In between, they constructed the first special needs school in the area, where children are fed daily and any mobility equipment needed is provided to them free of charge, and a pre-school for orphaned kids.
“You only have to listen to Mickey speak about the project and the passion he has for it,” says Canavan.
“Absolutely it will not bring Paul back, but I think it has been really uplifting for the family to see the charity they set up, how well it has been supported and most importantly how many people it has benefitted and how many lives it has enriched in his name.
“A lot of people have given a lot of time and money to it, back and forward numerous times to help out to get the school up and running, and it’s obvious the charity is held in very high esteem.
“That’s been very rewarding and I’m sure it’s uplifted the spirit of the McGirrs.
“Who doesn’t know about Paul McGirr in GAA circles? You have the [U16 Ulster Club] tournament in his name as well, but the Spirit of Paul McGirr, the fact that it can be difficult to maintain charities and keep an interest in them, that hasn’t been the case for this.
“Be it schools or clubs, there’s been various schools and clubs that have gone out or set up fundraising initiatives. I’d say that has certainly been a source of comfort for the McGirr family.”
The Holy Trinity pupils that will fly out in early March will help put the finishing touches to the construction of a new secondary school that will be able to cater for around 400 children.
Covid held it up but they’re almost at the finishing line.
Mickey McGirr and his daughter will go out along with them. So too will Chloe Curran, a member of the Errigal Ladies team that won the Tyrone title last year and current technology teacher in the school.

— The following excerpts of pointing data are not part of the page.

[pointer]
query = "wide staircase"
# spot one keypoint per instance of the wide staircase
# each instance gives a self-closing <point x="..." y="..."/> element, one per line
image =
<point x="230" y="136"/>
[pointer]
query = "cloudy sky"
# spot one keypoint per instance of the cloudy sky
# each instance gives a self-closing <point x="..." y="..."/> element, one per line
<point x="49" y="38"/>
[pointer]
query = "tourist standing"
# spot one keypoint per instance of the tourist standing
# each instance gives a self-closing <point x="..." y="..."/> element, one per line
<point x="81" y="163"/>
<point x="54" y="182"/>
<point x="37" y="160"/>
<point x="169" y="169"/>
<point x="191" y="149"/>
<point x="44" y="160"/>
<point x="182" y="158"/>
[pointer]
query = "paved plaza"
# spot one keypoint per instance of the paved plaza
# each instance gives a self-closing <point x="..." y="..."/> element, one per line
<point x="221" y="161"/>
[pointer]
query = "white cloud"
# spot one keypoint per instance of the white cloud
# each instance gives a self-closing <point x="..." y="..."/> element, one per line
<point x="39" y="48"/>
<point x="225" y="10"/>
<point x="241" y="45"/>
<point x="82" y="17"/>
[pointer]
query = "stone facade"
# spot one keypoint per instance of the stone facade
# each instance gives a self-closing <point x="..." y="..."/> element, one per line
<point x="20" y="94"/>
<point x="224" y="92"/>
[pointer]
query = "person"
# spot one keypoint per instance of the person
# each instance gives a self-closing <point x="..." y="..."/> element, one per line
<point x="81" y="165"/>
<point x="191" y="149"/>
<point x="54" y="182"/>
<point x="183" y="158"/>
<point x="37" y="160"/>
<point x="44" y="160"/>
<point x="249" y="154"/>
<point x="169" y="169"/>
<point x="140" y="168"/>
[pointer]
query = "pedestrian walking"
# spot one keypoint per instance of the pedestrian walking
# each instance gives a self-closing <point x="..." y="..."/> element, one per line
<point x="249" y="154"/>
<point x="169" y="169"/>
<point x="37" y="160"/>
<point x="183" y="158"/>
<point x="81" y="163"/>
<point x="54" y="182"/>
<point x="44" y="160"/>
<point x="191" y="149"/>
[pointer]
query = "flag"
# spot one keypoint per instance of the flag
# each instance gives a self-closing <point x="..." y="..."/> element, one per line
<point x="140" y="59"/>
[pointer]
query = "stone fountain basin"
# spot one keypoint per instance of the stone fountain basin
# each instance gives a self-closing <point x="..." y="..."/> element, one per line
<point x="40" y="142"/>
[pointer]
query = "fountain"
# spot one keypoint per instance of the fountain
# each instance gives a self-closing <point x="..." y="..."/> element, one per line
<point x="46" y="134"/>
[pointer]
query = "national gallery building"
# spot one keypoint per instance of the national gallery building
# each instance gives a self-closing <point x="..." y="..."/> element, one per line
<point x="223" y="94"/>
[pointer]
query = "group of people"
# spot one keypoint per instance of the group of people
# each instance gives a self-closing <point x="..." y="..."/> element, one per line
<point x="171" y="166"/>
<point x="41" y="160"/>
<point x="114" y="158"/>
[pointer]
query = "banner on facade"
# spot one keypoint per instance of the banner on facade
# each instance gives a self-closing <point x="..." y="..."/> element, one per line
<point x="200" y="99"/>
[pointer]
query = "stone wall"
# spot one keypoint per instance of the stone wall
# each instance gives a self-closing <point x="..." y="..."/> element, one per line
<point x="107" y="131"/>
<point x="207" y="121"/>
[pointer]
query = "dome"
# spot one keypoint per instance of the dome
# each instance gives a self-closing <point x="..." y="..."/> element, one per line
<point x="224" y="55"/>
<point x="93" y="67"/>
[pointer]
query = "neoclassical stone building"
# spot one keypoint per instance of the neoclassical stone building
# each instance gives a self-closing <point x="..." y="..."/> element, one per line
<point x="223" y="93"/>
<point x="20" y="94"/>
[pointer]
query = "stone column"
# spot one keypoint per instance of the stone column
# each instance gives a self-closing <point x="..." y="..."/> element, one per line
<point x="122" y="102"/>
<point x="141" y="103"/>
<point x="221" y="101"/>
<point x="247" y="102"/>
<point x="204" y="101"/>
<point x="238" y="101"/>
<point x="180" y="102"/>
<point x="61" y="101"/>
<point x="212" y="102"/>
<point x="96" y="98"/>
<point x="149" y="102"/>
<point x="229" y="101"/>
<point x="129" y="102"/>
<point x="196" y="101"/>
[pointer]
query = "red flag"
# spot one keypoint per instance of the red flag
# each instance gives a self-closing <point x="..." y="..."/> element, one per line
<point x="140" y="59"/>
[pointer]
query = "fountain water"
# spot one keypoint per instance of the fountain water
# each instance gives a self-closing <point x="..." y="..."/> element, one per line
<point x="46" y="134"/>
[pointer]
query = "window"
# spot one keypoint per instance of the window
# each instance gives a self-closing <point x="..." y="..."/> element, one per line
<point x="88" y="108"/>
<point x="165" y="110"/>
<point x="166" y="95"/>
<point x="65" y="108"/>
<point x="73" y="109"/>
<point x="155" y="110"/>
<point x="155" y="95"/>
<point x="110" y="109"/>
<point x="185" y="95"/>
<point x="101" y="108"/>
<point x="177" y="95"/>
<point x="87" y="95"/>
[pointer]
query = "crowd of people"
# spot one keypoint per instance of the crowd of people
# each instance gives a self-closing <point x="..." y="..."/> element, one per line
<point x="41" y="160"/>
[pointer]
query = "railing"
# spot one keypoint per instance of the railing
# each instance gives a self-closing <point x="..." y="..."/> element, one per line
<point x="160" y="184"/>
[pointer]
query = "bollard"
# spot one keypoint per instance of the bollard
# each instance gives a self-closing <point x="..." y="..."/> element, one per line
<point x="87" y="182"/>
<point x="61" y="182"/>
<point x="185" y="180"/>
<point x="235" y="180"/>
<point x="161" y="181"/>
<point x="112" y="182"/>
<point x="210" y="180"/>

Peter Canavan’s two daughters have both been out before but he hasn’t.
He’s been in the thick of the jiving lessons taken by the aptly-named former Tyrone hurler Chris Cross.

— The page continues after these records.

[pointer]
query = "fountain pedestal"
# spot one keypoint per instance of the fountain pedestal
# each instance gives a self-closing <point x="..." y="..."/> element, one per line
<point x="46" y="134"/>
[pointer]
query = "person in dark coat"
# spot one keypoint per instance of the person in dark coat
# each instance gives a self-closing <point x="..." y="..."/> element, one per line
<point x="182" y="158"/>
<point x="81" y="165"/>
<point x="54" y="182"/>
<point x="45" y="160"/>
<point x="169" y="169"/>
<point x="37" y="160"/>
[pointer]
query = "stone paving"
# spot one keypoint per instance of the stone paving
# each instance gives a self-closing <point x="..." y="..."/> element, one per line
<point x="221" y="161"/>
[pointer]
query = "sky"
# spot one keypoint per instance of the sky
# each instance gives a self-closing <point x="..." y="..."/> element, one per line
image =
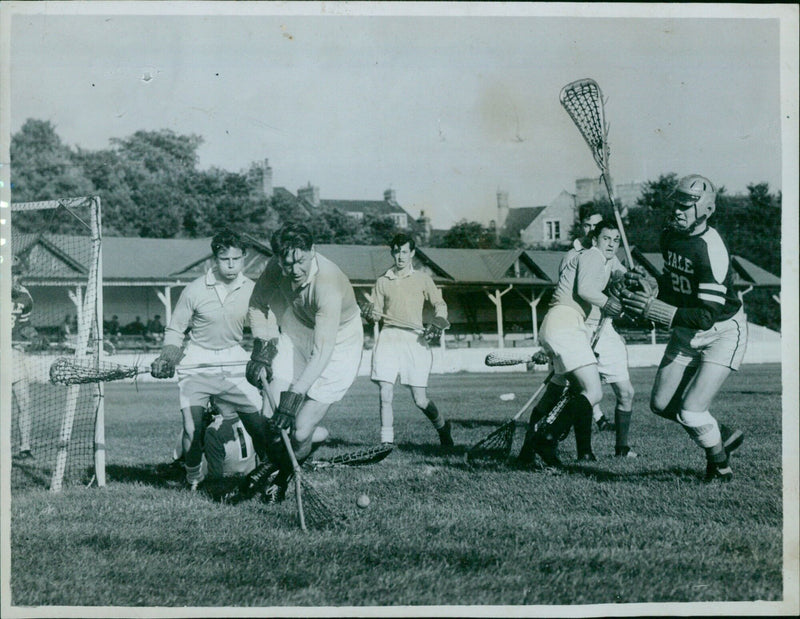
<point x="445" y="109"/>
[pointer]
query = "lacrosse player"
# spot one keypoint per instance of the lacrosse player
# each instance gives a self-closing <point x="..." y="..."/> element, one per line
<point x="21" y="331"/>
<point x="306" y="298"/>
<point x="214" y="308"/>
<point x="612" y="356"/>
<point x="398" y="298"/>
<point x="566" y="338"/>
<point x="695" y="298"/>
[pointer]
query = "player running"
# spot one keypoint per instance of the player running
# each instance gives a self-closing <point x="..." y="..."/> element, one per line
<point x="306" y="298"/>
<point x="694" y="297"/>
<point x="399" y="296"/>
<point x="21" y="308"/>
<point x="612" y="356"/>
<point x="213" y="308"/>
<point x="566" y="338"/>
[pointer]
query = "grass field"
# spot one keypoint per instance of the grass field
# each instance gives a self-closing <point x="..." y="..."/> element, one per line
<point x="436" y="532"/>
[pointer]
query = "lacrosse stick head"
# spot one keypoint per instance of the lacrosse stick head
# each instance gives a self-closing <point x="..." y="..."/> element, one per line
<point x="74" y="371"/>
<point x="583" y="101"/>
<point x="495" y="448"/>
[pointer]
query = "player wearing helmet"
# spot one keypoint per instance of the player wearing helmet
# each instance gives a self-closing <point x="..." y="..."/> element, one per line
<point x="694" y="297"/>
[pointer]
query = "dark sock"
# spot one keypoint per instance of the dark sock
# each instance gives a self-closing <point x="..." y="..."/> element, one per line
<point x="622" y="422"/>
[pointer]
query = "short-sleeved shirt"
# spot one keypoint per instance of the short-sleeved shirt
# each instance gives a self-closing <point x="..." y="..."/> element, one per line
<point x="581" y="282"/>
<point x="21" y="308"/>
<point x="215" y="312"/>
<point x="401" y="297"/>
<point x="697" y="279"/>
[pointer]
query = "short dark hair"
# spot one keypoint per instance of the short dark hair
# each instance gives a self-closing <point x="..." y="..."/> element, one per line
<point x="607" y="223"/>
<point x="400" y="239"/>
<point x="291" y="236"/>
<point x="225" y="239"/>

When they arrive, they will paint or clean or do whatever’s left to be done at the new school and teach the kids of Chainda to dance and to play handball.

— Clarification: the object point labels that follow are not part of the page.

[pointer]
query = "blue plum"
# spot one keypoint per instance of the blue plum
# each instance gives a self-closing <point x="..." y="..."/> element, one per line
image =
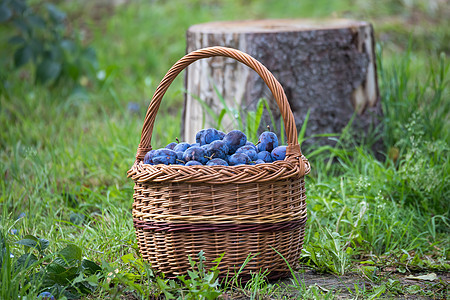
<point x="251" y="144"/>
<point x="148" y="159"/>
<point x="267" y="141"/>
<point x="249" y="151"/>
<point x="217" y="162"/>
<point x="193" y="163"/>
<point x="206" y="136"/>
<point x="234" y="140"/>
<point x="195" y="153"/>
<point x="171" y="145"/>
<point x="164" y="156"/>
<point x="239" y="159"/>
<point x="181" y="147"/>
<point x="221" y="134"/>
<point x="265" y="156"/>
<point x="217" y="149"/>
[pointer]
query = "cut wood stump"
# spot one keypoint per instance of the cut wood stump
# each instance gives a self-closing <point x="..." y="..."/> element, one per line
<point x="326" y="67"/>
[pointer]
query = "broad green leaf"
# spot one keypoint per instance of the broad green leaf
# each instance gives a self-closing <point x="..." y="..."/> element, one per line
<point x="47" y="70"/>
<point x="29" y="241"/>
<point x="5" y="13"/>
<point x="61" y="275"/>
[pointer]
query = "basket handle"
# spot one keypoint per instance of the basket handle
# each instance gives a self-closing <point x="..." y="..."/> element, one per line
<point x="293" y="148"/>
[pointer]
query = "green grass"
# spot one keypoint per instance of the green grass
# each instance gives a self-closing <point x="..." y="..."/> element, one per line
<point x="64" y="152"/>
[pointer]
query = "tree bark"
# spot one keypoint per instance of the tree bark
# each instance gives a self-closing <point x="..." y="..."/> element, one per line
<point x="326" y="67"/>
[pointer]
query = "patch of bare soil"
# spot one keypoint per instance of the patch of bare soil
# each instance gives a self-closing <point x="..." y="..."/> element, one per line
<point x="398" y="285"/>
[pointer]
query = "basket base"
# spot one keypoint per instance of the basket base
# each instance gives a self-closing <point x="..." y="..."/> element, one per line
<point x="168" y="252"/>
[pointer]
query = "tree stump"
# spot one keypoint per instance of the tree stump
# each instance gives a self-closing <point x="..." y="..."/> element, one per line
<point x="326" y="67"/>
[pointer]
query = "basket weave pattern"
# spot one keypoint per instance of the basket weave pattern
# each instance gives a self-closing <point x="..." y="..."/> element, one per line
<point x="239" y="210"/>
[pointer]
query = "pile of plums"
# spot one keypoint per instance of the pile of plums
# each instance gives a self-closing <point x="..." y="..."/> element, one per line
<point x="214" y="147"/>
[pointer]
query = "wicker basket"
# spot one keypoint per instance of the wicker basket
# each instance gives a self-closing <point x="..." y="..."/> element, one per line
<point x="237" y="210"/>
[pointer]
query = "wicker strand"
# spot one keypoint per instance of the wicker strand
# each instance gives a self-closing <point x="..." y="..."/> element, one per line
<point x="275" y="87"/>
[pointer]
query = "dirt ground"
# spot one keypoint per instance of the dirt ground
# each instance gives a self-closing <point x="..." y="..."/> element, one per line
<point x="344" y="286"/>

For two hours from 3.45pm on Sunday afternoon, community relations will be suspended and all the earlier goodwill forgotten.
Mickey Harte will be the main actor in the sideshow. His time in Tyrone began with the inheritance of a team ready to win an All-Ireland and then history turned on him when he departed and left the stage set for Brian Dooher and Feargal Logan to claim the fourth title the autumn after.
His unlikely inheritance of a Derry side that edges towards that dream means this is the only game anyone will be talking about this week.
Tyrone people may not forgive him his new job easily, but nor should they forget all that he’s done and seen.
* A bucket collection will be held outside Celtic Park to help raise funds for the Holy Trinity Cookstown students that will travel to Zambia in March to help with the Spirit of Paul McGirr charity’s construction of a new school.